Employ system-level pipelining and out-of-path selection where possible to hide the selection and transmission overhead, as in FreeKV’s speculative recall (Liu et al., 19 May 2025).
Tune compression, quantization, or pruning ratios to the latency/accuracy budget and empirical task sensitivity.

Open challenges involve further aligning retention with non-local or multi-hop reasoning needs, robust adaptation to dynamically shifting long-context prompts, and coordinated multi-user or multi-query sharing in batch inference (Wu et al., 26 Jan 2026).

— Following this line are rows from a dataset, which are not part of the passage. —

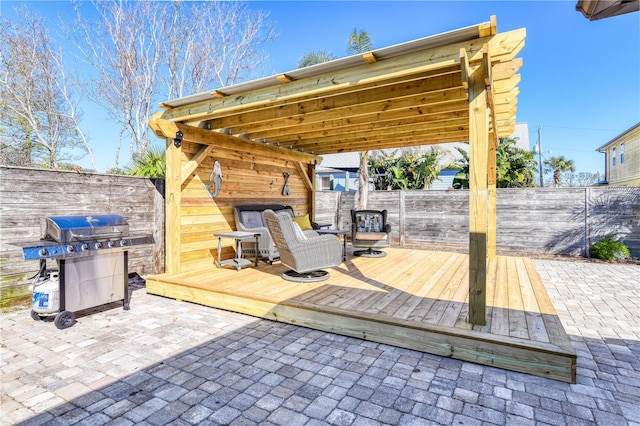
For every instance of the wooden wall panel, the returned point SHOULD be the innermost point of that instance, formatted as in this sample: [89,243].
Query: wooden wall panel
[248,178]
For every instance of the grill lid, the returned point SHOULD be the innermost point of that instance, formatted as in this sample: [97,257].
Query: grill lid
[81,228]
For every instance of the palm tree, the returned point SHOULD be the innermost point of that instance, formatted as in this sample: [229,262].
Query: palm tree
[515,167]
[360,42]
[313,58]
[150,163]
[559,165]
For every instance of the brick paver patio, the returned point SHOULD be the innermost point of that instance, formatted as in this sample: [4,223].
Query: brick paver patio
[170,362]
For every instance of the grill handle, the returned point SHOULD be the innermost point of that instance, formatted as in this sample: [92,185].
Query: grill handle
[103,235]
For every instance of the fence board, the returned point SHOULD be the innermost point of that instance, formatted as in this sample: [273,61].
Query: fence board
[533,220]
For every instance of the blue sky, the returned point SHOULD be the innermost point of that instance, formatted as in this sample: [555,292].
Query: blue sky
[580,79]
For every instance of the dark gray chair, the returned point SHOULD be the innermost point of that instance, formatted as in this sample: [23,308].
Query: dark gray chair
[370,230]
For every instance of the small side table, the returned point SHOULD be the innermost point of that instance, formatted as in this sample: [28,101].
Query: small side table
[237,262]
[337,233]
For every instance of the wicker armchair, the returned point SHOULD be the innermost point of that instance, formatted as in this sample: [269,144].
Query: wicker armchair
[249,219]
[370,230]
[306,254]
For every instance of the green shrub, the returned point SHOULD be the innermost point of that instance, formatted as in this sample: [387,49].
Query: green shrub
[609,250]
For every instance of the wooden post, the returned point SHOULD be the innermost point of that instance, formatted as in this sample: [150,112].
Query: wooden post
[491,200]
[312,191]
[173,199]
[478,195]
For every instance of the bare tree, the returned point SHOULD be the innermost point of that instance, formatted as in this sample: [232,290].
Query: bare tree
[218,49]
[123,45]
[146,52]
[360,42]
[39,117]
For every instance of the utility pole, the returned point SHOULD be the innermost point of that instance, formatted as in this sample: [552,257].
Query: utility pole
[540,155]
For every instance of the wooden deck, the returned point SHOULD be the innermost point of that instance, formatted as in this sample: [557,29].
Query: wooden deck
[415,299]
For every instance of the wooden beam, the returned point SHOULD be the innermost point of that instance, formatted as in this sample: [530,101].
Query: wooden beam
[434,90]
[504,70]
[173,200]
[304,176]
[311,176]
[505,46]
[491,197]
[285,78]
[191,165]
[206,137]
[488,29]
[488,82]
[478,194]
[370,58]
[464,68]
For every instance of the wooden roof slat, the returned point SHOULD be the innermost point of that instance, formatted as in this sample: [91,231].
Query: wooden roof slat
[453,111]
[390,96]
[370,101]
[423,61]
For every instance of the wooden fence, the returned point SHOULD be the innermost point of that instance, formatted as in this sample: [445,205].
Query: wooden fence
[27,196]
[535,220]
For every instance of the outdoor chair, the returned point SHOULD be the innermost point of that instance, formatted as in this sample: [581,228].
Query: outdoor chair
[370,230]
[305,253]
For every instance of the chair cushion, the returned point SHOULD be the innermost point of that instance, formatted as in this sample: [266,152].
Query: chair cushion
[252,219]
[299,234]
[371,236]
[303,222]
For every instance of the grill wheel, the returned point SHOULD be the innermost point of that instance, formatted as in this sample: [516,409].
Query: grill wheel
[64,319]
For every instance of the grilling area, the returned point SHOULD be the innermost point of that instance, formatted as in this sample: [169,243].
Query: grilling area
[257,143]
[92,257]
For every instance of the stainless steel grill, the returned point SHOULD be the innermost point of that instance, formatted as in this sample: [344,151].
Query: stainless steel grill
[91,252]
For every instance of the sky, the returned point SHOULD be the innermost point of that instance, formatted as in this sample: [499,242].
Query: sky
[580,79]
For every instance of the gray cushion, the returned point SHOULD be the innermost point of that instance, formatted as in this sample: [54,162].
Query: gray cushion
[252,219]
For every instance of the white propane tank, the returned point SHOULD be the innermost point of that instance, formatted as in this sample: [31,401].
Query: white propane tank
[46,293]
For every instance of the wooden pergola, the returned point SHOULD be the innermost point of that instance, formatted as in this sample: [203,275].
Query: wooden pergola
[456,86]
[451,87]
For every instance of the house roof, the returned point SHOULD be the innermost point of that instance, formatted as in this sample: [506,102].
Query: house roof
[603,148]
[409,94]
[599,9]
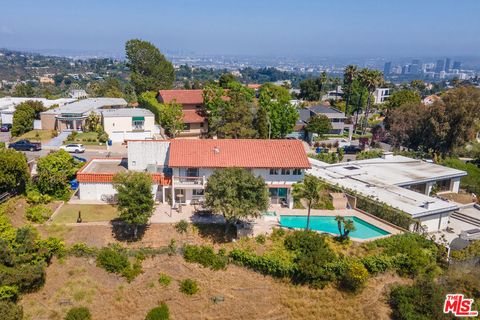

7. Theoretical Frameworks and Limitations

Information-theoretic perspectives (e.g., CapKV) unify many heuristics under a single capacity-maximization principle, admitting provable (1–1/e)-approximate guarantees for greedy selection. However, practical integration may still require approximations for high-speed batch inference at scale. Empirically, all such methods remain sensitive to strong topic non-stationarity and may require hybridization with geometric or attention-centric proxies when queries are not well-represented by recent statistics or when streaming/incremental centroids require approximation. Structural query invariances (e.g., join graphs in Text-to-SQL or table repeats across queries) can also be leveraged effectively for further speedups and reuse (Su et al., 13 Jan 2026, Wu et al., 26 Jan 2026).

In summary, query-aware KV cache selection systematically aligns memory and compute allocation with the true semantic and structural needs of the model’s next decoding step by explicit modeling of the query-KV relationship. This direction has enabled near-oracle accuracy under strict memory and recomputation budgets, with sharp improvements in efficiency and accuracy relative to query-agnostic selection. The field now covers token, channel, block, and even structural-contextual KV selection, underpinned by a mixture of empirical scoring, information-theoretic optimization, and real-world deployment in large-scale serving systems (Wang et al., 31 Jan 2026, Yang et al., 28 Apr 2026, Tian et al., 12 Mar 2026, Zhang et al., 22 Dec 2025, Liu et al., 28 Aug 2025, Zuo et al., 23 Mar 2025).